The Jasper County Board of Education filed a lawsuit Monday against the County Council and county auditor to try to restore funding to the school district's budget.
The suit follows a vote last month by County Council to cut property taxes for school funding by about $444,000, according to a school district news release.
The Board of Education approved a budget without a property tax increase, but County Council voted to cut the tax rate from 172 to 166 mills, according to the suit.
The school board has asked a Circuit Court to prohibit council and the auditor from imposing the tax levy, and a judge's ruling to restore funding for the coming school year, which starts Aug. 19.
Board attorney William Halligan of Childs & Halligan, P.A. in Columbia claims County Council lacks authority to appropriate money or levy taxes for public education, and is limited to enacting what has been approved by the school board.
State Act No. 288 directs the Board of Education to develop and approve a budget "sufficient to meet the educational needs of the county."
"We worked hard to meet our legal obligations ... and now County Council has single-handedly put us and the county in violation of that law," chairman Berty Riley said in the release. "... (The budget) is what we need to help our children succeed in school, in our county and in our world."
County Council has 30 days to respond to the suit. County Council chairman Henry Etheridge said Tuesday he had yet to review the lawsuit or the district's press release and declined to comment.
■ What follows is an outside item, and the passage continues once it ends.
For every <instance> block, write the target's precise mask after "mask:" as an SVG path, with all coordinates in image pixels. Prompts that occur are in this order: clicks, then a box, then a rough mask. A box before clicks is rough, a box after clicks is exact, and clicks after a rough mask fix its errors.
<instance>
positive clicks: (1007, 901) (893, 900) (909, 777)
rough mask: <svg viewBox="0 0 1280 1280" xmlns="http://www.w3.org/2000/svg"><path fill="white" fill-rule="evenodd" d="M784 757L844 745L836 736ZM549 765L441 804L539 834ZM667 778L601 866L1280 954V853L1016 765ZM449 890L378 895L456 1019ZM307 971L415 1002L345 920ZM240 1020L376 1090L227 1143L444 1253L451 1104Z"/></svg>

Barbara Clark, who served two years on the Board of Education before being elected to County Council in November, said the school district spends too much on administration and not enough on instruction, and felt a lower tax rate was appropriate given the district's declining enrollment.
District officials anticipate an enrollment of 2,710 students for next year; about 417 less than estimated for 2012-13.
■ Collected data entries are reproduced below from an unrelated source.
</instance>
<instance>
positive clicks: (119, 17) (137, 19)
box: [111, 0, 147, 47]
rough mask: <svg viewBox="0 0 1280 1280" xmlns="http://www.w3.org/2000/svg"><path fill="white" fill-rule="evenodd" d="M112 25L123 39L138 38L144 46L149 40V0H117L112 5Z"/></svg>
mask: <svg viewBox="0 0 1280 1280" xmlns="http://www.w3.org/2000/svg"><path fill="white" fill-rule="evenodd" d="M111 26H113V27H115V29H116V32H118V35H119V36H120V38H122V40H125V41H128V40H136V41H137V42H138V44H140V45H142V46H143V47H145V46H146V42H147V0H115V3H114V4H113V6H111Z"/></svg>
Some have suggested the school board dip into its reserve account or eliminate school-resource officers and technology for students to make up for the shortfall. Riley and Superintendent Vashti Washington say that is impractical.
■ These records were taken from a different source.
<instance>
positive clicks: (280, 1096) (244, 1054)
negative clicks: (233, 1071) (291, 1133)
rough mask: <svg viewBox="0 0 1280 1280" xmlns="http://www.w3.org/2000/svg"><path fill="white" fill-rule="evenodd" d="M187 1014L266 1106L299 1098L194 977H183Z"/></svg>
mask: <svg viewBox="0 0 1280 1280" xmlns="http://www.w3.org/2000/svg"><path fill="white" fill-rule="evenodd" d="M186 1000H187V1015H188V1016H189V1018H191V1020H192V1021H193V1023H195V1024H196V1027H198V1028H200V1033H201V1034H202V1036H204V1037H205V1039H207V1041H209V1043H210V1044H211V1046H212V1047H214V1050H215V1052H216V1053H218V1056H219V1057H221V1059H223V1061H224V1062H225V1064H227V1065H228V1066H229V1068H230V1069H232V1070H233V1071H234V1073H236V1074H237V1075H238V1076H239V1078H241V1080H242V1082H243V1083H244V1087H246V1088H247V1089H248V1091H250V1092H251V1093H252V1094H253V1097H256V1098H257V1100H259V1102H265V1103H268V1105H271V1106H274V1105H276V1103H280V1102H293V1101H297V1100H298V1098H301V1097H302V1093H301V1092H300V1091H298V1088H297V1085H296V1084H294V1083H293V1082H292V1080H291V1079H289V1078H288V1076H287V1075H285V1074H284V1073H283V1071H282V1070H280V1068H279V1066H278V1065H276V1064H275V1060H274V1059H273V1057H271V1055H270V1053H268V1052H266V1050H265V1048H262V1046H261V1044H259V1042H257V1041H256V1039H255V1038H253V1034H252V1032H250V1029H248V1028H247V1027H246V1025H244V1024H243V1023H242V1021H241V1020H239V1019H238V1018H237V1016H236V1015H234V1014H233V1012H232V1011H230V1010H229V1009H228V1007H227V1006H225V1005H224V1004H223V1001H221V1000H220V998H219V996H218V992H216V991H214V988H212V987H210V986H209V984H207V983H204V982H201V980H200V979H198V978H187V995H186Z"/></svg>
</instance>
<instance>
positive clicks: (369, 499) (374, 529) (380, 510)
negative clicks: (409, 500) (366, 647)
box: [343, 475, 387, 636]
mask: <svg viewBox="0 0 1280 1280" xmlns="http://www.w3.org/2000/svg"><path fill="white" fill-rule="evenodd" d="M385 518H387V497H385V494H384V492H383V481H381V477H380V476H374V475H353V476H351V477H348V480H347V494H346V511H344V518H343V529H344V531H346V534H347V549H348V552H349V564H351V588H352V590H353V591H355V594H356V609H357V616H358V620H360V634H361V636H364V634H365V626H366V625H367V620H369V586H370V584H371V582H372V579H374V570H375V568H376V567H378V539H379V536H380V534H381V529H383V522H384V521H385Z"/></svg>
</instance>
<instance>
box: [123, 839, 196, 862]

"The safety of our students and our staff is not negotiable, and in today's world ... technology is going to be increasingly important to young learners," Riley said.
The $24.8 million budget approved by the school board also includes about $570,000 to restore the fund balance, which stands at 7.2 percent of general operating costs, well below the 15-20 percent school finance experts recommend.
Riley said the board dipped into the reserve account to avoid employee furloughs and layoffs mid-year after losing $1.1 million in state dollars because of declining enrollment, as students left for new charter schools in the area.
State Sen. Clementa Pinckney, D-Ridgeland, introduced a bill in February that would wrest authority to raise property taxes for school operations from the County Council and give it to the Board of Education. The bill stalled in the Senate this session and could be taken up again next year.
An attempt to reach Pinckney on Tuesday was unsuccessful.
As in Beaufort County and 19 other counties in the state, Jasper County Council sets the district's upper spending limit and the property-tax rate but cannot adjust individual line items, according to the S.C. School Boards Association.